Recorde-se, entretanto, que em Janeiro de 2016 o governo disse também que iria lançar um programa de resposta à quebra das receitas associada à venda do petróleo, prevendo cortar nas importações de bens e serviços, além de medidas nos domínios fiscal e monetário.
O anúncio constou do comunicado da reunião conjunta das comissões Económica e para a Economia Real do Conselho de Ministros, realizada sob orientação do então Presidente angolano, também Titular do Poder Executivo e líder do MPLA, que analisou o memorando sobre as “Linhas Mestras para a Definição de uma Estratégia para a Saída da Crise Derivada da Queda do Preço do Petróleo no Mercado Internacional”.
O documento, segundo a informação enviada à comunicação social, iria identificar “as medidas que devem ser adoptadas nos domínios fiscal, monetário, da comercialização externa e do sector real da economia”, com vista “a substituir o petróleo como fonte principal de receita, a controlar a expansão do défice e do endividamento, a melhorar a eficiência e a eficácia dos investimentos privados”.
Entre os objectivos do Governo, com este plano para reagir à crise, estava ainda o aumento da produção nacional e a promoção da exportação de bens e serviços “a curto prazo”.
“Ele visa igualmente aumentar a receita tributária não petrolífera, optimizar a despesa pública e racionalizar a importação de bens e serviços”, lê-se no comunicado da reunião do Conselho de Ministros, orientada por José Eduardo dos Santos.
E a UNITA perguntava
Nessa mesma altura, o presidente da UNITA questionou o Presidente da República sobre o paradeiro dos mais de 160 mil milhões de dólares provenientes do petróleo desde 2011.
Isaías Samakuva, que discursava na abertura de um seminário metodológico para os quadros do seu partido, considerou que o país enfrentava a actual crise porque José Eduardo Dos Santos não diz onde está o dinheiro dos angolanos.
”Foram colocados à guarda do Presidente da República cerca de 130 mil milhões de dólares da reserva estratégica financeira petrolífera para infra-estruturas de base e 37 mil milhões do Fundo Diferencial do Preço do Petróleo”, acusou Samakuva, que queria saber se o dinheiro “está dentro do país ou fora e em nome de quem”.

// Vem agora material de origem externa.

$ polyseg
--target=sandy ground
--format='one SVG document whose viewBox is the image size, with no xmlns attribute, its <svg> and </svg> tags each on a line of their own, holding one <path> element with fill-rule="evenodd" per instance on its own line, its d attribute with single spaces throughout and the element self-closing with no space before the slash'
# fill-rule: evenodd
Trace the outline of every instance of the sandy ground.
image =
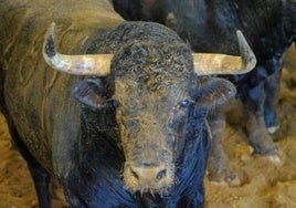
<svg viewBox="0 0 296 208">
<path fill-rule="evenodd" d="M 265 157 L 251 154 L 242 126 L 235 124 L 235 119 L 243 121 L 241 112 L 232 110 L 223 145 L 232 166 L 244 179 L 243 185 L 216 186 L 205 177 L 207 208 L 296 208 L 296 52 L 290 52 L 288 58 L 278 103 L 281 131 L 274 135 L 283 152 L 283 163 L 274 165 Z M 0 115 L 0 208 L 35 208 L 32 179 L 9 138 Z"/>
</svg>

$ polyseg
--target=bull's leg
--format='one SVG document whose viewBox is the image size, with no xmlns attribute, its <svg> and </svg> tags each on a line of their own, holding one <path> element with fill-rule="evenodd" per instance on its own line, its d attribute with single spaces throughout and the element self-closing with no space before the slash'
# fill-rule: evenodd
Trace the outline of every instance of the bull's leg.
<svg viewBox="0 0 296 208">
<path fill-rule="evenodd" d="M 282 70 L 278 70 L 273 75 L 268 76 L 265 84 L 265 102 L 264 102 L 264 121 L 271 134 L 279 127 L 277 121 L 276 105 L 278 101 L 279 83 Z"/>
<path fill-rule="evenodd" d="M 49 173 L 35 160 L 35 158 L 30 154 L 24 143 L 21 141 L 15 128 L 10 126 L 10 134 L 14 145 L 18 147 L 22 157 L 25 159 L 32 178 L 34 180 L 34 186 L 39 199 L 40 207 L 51 208 L 50 201 L 50 175 Z"/>
<path fill-rule="evenodd" d="M 209 180 L 221 185 L 237 186 L 241 180 L 231 168 L 221 141 L 225 127 L 224 114 L 220 110 L 213 112 L 209 116 L 209 125 L 212 133 L 212 147 L 208 160 Z"/>
<path fill-rule="evenodd" d="M 278 146 L 269 136 L 264 121 L 265 103 L 264 84 L 260 84 L 249 92 L 249 96 L 243 101 L 249 115 L 246 129 L 249 143 L 254 152 L 262 155 L 276 155 Z"/>
</svg>

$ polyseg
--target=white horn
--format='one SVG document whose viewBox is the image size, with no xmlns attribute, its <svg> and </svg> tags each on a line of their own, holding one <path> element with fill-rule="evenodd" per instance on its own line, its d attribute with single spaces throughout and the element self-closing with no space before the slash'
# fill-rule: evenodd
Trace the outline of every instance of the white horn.
<svg viewBox="0 0 296 208">
<path fill-rule="evenodd" d="M 113 54 L 60 54 L 54 43 L 55 23 L 51 24 L 43 44 L 43 58 L 55 70 L 76 75 L 106 76 L 110 73 Z"/>
<path fill-rule="evenodd" d="M 236 37 L 241 56 L 193 53 L 194 72 L 198 75 L 243 74 L 253 70 L 256 65 L 256 56 L 240 30 L 236 31 Z"/>
</svg>

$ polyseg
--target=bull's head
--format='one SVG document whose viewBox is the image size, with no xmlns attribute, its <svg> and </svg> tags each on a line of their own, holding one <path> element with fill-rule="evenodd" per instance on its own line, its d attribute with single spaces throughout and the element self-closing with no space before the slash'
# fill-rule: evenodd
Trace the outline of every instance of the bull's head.
<svg viewBox="0 0 296 208">
<path fill-rule="evenodd" d="M 167 32 L 159 27 L 157 32 Z M 135 40 L 113 55 L 70 56 L 56 52 L 52 25 L 43 55 L 53 69 L 71 74 L 106 76 L 113 72 L 113 100 L 118 103 L 116 119 L 126 157 L 125 185 L 133 191 L 161 193 L 178 181 L 175 164 L 186 143 L 184 135 L 194 132 L 190 129 L 194 125 L 189 124 L 189 114 L 197 108 L 205 111 L 235 94 L 228 81 L 198 75 L 245 73 L 255 66 L 255 56 L 242 33 L 237 32 L 237 38 L 242 58 L 191 54 L 180 39 L 170 45 L 161 40 L 157 43 Z M 80 89 L 83 84 L 74 89 L 74 96 L 94 108 L 104 107 L 107 101 L 102 82 L 87 82 L 89 96 Z M 78 92 L 84 92 L 83 98 Z M 207 126 L 205 114 L 202 115 L 199 119 Z"/>
</svg>

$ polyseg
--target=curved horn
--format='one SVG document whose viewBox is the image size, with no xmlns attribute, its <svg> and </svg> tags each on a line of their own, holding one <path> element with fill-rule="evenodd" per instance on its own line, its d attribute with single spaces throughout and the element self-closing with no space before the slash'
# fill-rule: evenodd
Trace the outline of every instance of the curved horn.
<svg viewBox="0 0 296 208">
<path fill-rule="evenodd" d="M 110 73 L 112 54 L 64 55 L 54 45 L 55 23 L 51 24 L 43 44 L 43 58 L 55 70 L 76 75 L 106 76 Z"/>
<path fill-rule="evenodd" d="M 237 30 L 241 56 L 211 53 L 193 53 L 194 72 L 198 75 L 243 74 L 256 65 L 256 56 L 247 44 L 243 33 Z"/>
</svg>

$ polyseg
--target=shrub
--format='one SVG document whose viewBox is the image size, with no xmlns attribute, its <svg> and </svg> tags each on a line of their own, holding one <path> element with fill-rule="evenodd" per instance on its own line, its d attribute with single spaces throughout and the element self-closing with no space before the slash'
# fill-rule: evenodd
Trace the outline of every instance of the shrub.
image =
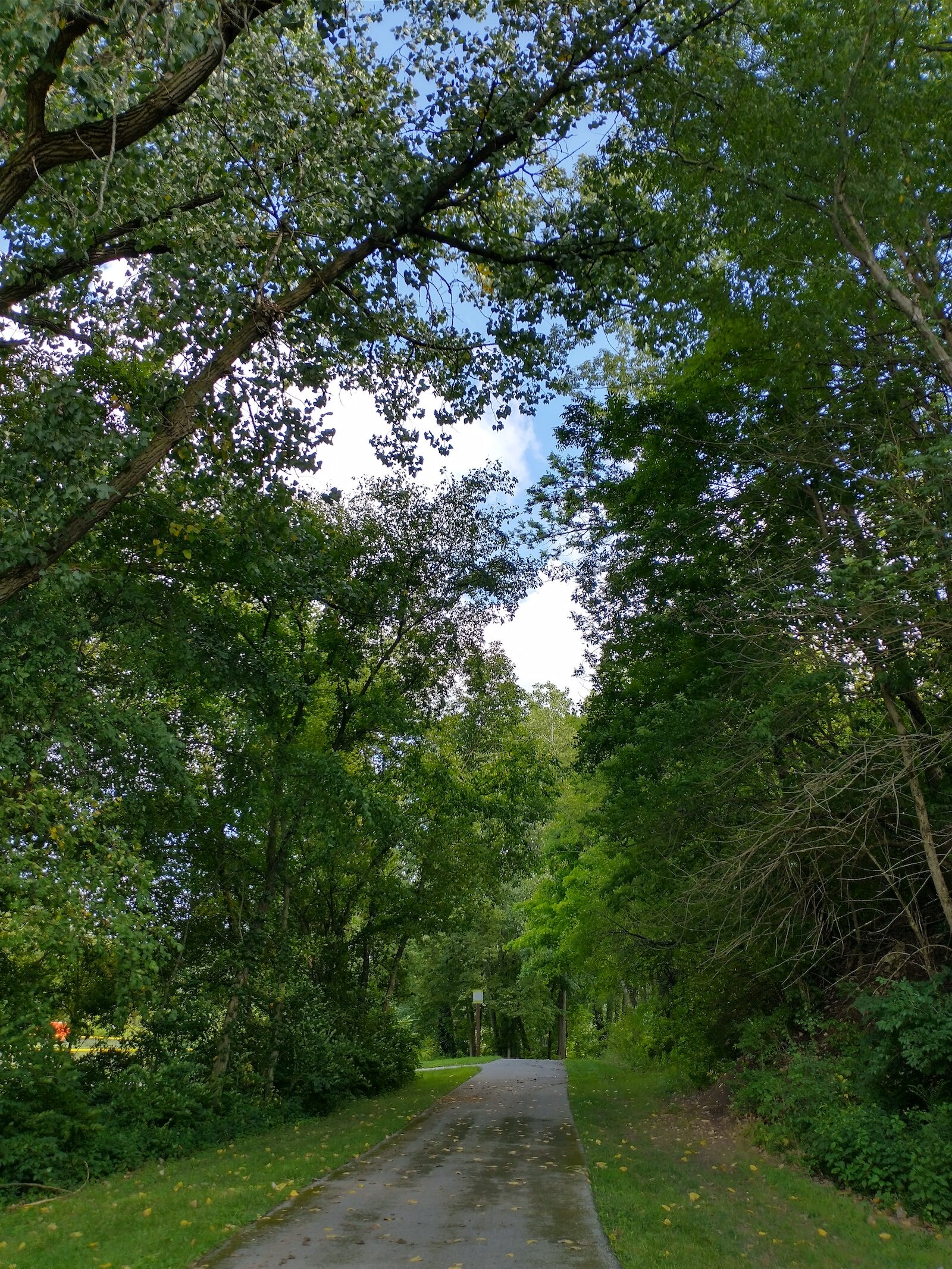
<svg viewBox="0 0 952 1269">
<path fill-rule="evenodd" d="M 852 1189 L 952 1218 L 952 1008 L 946 975 L 899 982 L 857 1001 L 864 1028 L 830 1028 L 823 1049 L 784 1046 L 763 1020 L 757 1065 L 735 1107 L 758 1117 L 767 1145 Z M 769 1036 L 758 1046 L 758 1037 Z"/>
</svg>

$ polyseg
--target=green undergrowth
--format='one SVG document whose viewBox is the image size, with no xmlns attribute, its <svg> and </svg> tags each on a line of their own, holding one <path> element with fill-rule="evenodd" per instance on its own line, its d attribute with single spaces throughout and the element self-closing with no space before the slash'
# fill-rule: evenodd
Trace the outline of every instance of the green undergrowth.
<svg viewBox="0 0 952 1269">
<path fill-rule="evenodd" d="M 602 1225 L 623 1269 L 939 1269 L 946 1232 L 765 1156 L 731 1121 L 673 1100 L 670 1076 L 569 1062 L 569 1094 Z M 875 1223 L 871 1223 L 875 1222 Z"/>
<path fill-rule="evenodd" d="M 426 1057 L 418 1065 L 418 1070 L 425 1070 L 428 1066 L 485 1066 L 486 1062 L 498 1061 L 496 1053 L 490 1053 L 489 1057 Z"/>
<path fill-rule="evenodd" d="M 183 1269 L 316 1176 L 402 1128 L 472 1070 L 429 1071 L 220 1150 L 90 1183 L 0 1216 L 0 1269 Z"/>
</svg>

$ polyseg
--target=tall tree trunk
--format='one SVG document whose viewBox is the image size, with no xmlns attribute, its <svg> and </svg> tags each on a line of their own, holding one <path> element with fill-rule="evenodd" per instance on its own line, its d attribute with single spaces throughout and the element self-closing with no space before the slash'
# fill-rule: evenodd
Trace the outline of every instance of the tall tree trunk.
<svg viewBox="0 0 952 1269">
<path fill-rule="evenodd" d="M 569 992 L 565 987 L 559 989 L 559 1061 L 564 1062 L 569 1052 L 569 1019 L 565 1010 L 569 1003 Z"/>
<path fill-rule="evenodd" d="M 939 896 L 939 904 L 942 904 L 942 911 L 946 914 L 946 923 L 948 924 L 949 931 L 952 931 L 952 895 L 948 892 L 948 884 L 946 883 L 944 874 L 942 872 L 942 863 L 939 860 L 938 850 L 935 849 L 935 838 L 932 831 L 932 820 L 929 819 L 929 808 L 925 805 L 925 796 L 923 794 L 922 780 L 919 779 L 919 773 L 915 765 L 915 749 L 913 746 L 913 740 L 906 730 L 906 725 L 902 722 L 902 716 L 899 712 L 899 706 L 896 704 L 892 693 L 886 687 L 881 684 L 882 699 L 886 706 L 886 712 L 890 716 L 892 726 L 899 736 L 899 745 L 902 753 L 902 764 L 905 768 L 905 777 L 909 783 L 909 792 L 913 794 L 913 805 L 915 807 L 915 817 L 919 822 L 919 838 L 923 844 L 923 853 L 925 854 L 925 862 L 929 865 L 929 874 L 932 876 L 932 883 L 935 887 L 935 893 Z"/>
<path fill-rule="evenodd" d="M 397 980 L 397 973 L 400 971 L 400 962 L 404 958 L 404 950 L 406 949 L 409 938 L 410 937 L 407 934 L 405 934 L 401 938 L 400 943 L 397 944 L 396 953 L 393 956 L 393 964 L 390 967 L 390 978 L 387 980 L 387 990 L 383 995 L 385 1011 L 390 1009 L 390 1001 L 393 999 L 393 992 L 396 991 L 396 980 Z"/>
<path fill-rule="evenodd" d="M 274 892 L 278 887 L 282 873 L 284 872 L 286 851 L 287 843 L 279 838 L 278 819 L 275 812 L 272 815 L 272 821 L 268 825 L 264 890 L 258 901 L 258 907 L 255 909 L 254 920 L 251 921 L 251 928 L 248 931 L 248 938 L 241 945 L 241 964 L 235 970 L 235 976 L 231 983 L 231 995 L 228 997 L 228 1004 L 225 1010 L 225 1018 L 222 1019 L 221 1032 L 218 1036 L 218 1048 L 215 1055 L 215 1061 L 212 1062 L 209 1082 L 215 1091 L 216 1104 L 221 1098 L 221 1088 L 228 1070 L 228 1061 L 231 1060 L 231 1039 L 235 1030 L 235 1023 L 245 1000 L 248 982 L 251 976 L 251 962 L 255 952 L 258 950 L 258 944 L 264 934 L 268 914 L 270 912 L 272 901 L 274 900 Z"/>
<path fill-rule="evenodd" d="M 935 963 L 932 959 L 932 948 L 929 947 L 929 940 L 927 939 L 925 931 L 923 930 L 922 924 L 919 923 L 915 912 L 911 910 L 911 907 L 909 906 L 909 904 L 906 904 L 905 898 L 902 897 L 902 892 L 899 888 L 899 883 L 896 882 L 896 878 L 895 878 L 895 876 L 892 873 L 892 869 L 890 868 L 887 871 L 886 867 L 885 867 L 885 864 L 880 863 L 880 860 L 872 853 L 872 850 L 869 849 L 869 846 L 866 846 L 864 849 L 866 849 L 866 854 L 868 855 L 868 858 L 872 862 L 873 867 L 880 873 L 880 876 L 885 879 L 886 884 L 889 886 L 889 888 L 895 895 L 896 902 L 902 909 L 902 915 L 905 916 L 905 919 L 906 919 L 906 921 L 909 924 L 909 929 L 913 931 L 913 938 L 919 944 L 919 950 L 922 952 L 922 956 L 923 956 L 923 966 L 925 967 L 925 972 L 927 973 L 934 973 L 935 972 Z"/>
<path fill-rule="evenodd" d="M 264 1096 L 269 1100 L 274 1094 L 274 1072 L 278 1067 L 278 1057 L 281 1056 L 281 1032 L 282 1024 L 284 1022 L 284 992 L 287 990 L 287 983 L 284 981 L 284 967 L 287 964 L 287 950 L 288 950 L 288 904 L 291 900 L 291 882 L 284 882 L 284 904 L 281 910 L 281 944 L 278 952 L 278 964 L 281 972 L 281 981 L 278 983 L 278 999 L 274 1005 L 274 1019 L 272 1023 L 272 1051 L 268 1057 L 268 1068 L 264 1072 Z"/>
</svg>

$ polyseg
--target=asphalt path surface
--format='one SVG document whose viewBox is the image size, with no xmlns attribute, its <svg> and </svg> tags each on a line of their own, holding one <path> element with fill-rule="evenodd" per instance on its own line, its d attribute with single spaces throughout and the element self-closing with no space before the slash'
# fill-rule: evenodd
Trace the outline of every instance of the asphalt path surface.
<svg viewBox="0 0 952 1269">
<path fill-rule="evenodd" d="M 506 1058 L 197 1264 L 618 1269 L 592 1202 L 565 1067 Z"/>
</svg>

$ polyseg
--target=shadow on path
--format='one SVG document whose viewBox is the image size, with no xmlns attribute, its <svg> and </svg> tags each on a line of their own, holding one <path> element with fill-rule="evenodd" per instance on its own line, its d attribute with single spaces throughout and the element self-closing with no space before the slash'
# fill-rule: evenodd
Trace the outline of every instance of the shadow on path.
<svg viewBox="0 0 952 1269">
<path fill-rule="evenodd" d="M 617 1269 L 561 1062 L 501 1058 L 197 1265 Z"/>
</svg>

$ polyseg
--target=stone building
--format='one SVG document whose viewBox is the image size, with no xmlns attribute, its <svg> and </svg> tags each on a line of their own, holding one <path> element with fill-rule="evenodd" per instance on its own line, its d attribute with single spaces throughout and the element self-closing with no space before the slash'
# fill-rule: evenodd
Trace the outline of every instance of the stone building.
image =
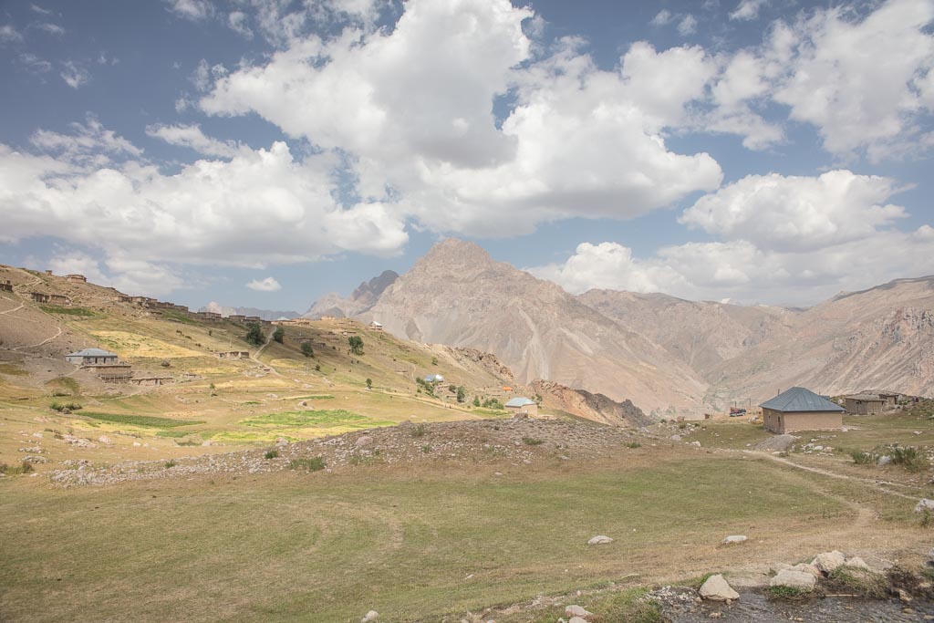
<svg viewBox="0 0 934 623">
<path fill-rule="evenodd" d="M 759 406 L 763 426 L 779 434 L 843 428 L 843 407 L 805 388 L 791 388 Z"/>
</svg>

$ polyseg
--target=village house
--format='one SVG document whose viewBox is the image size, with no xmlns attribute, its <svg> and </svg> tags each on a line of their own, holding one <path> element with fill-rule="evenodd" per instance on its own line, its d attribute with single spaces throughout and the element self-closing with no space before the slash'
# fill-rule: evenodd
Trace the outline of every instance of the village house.
<svg viewBox="0 0 934 623">
<path fill-rule="evenodd" d="M 874 416 L 885 408 L 886 399 L 879 394 L 861 393 L 843 397 L 847 413 L 856 416 Z"/>
<path fill-rule="evenodd" d="M 506 411 L 509 411 L 514 416 L 523 415 L 523 416 L 537 416 L 538 415 L 538 404 L 533 400 L 529 400 L 528 398 L 523 398 L 517 396 L 505 404 Z"/>
<path fill-rule="evenodd" d="M 120 356 L 103 348 L 85 348 L 64 356 L 69 363 L 92 365 L 95 363 L 116 363 Z"/>
<path fill-rule="evenodd" d="M 791 388 L 759 406 L 763 426 L 779 434 L 843 428 L 843 408 L 804 388 Z"/>
</svg>

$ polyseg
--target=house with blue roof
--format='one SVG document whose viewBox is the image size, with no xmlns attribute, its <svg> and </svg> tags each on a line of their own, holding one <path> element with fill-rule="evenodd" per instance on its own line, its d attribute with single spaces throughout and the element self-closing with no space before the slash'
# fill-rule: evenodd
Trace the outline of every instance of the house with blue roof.
<svg viewBox="0 0 934 623">
<path fill-rule="evenodd" d="M 759 406 L 763 426 L 779 434 L 843 428 L 843 407 L 805 388 L 791 388 Z"/>
<path fill-rule="evenodd" d="M 538 415 L 538 404 L 521 396 L 512 399 L 502 406 L 506 407 L 506 411 L 511 412 L 514 416 L 520 414 L 524 416 Z"/>
</svg>

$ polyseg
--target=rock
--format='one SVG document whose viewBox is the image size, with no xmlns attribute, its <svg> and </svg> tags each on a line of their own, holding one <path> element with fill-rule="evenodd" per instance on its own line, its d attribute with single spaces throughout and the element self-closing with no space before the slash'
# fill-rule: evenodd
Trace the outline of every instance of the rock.
<svg viewBox="0 0 934 623">
<path fill-rule="evenodd" d="M 723 575 L 711 575 L 700 587 L 700 597 L 711 602 L 727 602 L 740 599 L 740 594 L 733 590 Z"/>
<path fill-rule="evenodd" d="M 846 556 L 843 552 L 839 552 L 835 549 L 832 552 L 818 554 L 817 558 L 815 558 L 811 564 L 820 569 L 821 572 L 829 573 L 834 569 L 842 567 L 846 564 Z"/>
<path fill-rule="evenodd" d="M 870 571 L 870 566 L 866 564 L 866 560 L 862 559 L 858 556 L 854 556 L 851 559 L 847 559 L 846 566 L 854 567 L 856 569 L 865 569 L 866 571 Z"/>
<path fill-rule="evenodd" d="M 582 618 L 587 618 L 588 616 L 593 616 L 592 612 L 587 612 L 586 608 L 579 605 L 569 605 L 564 609 L 565 616 L 580 616 Z"/>
<path fill-rule="evenodd" d="M 921 502 L 914 507 L 915 513 L 934 513 L 934 500 L 921 498 Z"/>
<path fill-rule="evenodd" d="M 817 586 L 817 578 L 802 571 L 785 569 L 778 572 L 778 575 L 769 582 L 770 587 L 787 587 L 799 590 L 814 590 Z"/>
</svg>

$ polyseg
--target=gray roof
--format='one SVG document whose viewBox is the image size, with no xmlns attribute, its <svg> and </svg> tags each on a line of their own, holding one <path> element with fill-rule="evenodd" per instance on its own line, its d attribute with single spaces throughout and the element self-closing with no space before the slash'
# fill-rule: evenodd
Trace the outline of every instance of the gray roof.
<svg viewBox="0 0 934 623">
<path fill-rule="evenodd" d="M 68 353 L 68 357 L 118 357 L 117 353 L 112 353 L 109 350 L 103 350 L 101 348 L 85 348 L 84 350 L 78 350 L 77 353 Z"/>
<path fill-rule="evenodd" d="M 791 388 L 783 391 L 771 400 L 759 404 L 763 409 L 772 409 L 773 411 L 783 411 L 785 413 L 795 411 L 843 411 L 843 407 L 835 403 L 831 403 L 823 396 L 818 396 L 811 389 L 804 388 Z"/>
</svg>

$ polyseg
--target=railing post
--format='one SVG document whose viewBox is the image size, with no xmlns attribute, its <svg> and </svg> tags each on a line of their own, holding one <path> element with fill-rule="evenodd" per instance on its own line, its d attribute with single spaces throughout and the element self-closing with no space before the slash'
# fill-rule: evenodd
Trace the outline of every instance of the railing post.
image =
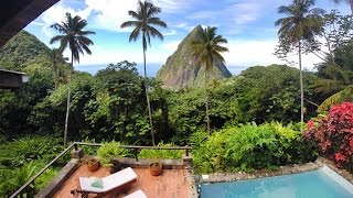
<svg viewBox="0 0 353 198">
<path fill-rule="evenodd" d="M 71 157 L 72 158 L 78 158 L 81 160 L 84 156 L 84 151 L 78 147 L 77 143 L 74 143 L 74 150 L 71 152 Z"/>
<path fill-rule="evenodd" d="M 138 148 L 133 148 L 133 154 L 135 154 L 136 162 L 139 162 L 138 153 L 139 153 Z"/>
</svg>

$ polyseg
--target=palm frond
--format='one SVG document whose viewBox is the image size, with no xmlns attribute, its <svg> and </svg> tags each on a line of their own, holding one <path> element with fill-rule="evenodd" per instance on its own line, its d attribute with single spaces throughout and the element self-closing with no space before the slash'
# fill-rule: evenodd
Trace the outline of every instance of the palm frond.
<svg viewBox="0 0 353 198">
<path fill-rule="evenodd" d="M 336 92 L 325 99 L 318 108 L 318 112 L 330 109 L 333 105 L 341 103 L 344 101 L 353 101 L 353 86 L 350 86 L 340 92 Z"/>
</svg>

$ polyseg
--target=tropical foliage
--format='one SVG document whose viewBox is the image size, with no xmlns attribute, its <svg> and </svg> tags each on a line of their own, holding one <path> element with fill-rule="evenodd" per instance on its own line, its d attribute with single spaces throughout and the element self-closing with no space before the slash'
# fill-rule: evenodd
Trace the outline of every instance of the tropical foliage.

O presidente da UNITA disse também que Angola sofre de doença terminal porque falta um pouco de tudo.
”Não há oxigénio nem máquina de raio x a funcionar nos hospitais, não há merenda escolar para as crianças, não há dinheiro nos cofres do Estado para pagar empresas, o país está doente, um tratamento de choque pode ser fatal para um corpo debilitado e canceroso de um país doente, por isso vamos privilegiar a função da mediação”, concluiu Isaías Samakuva.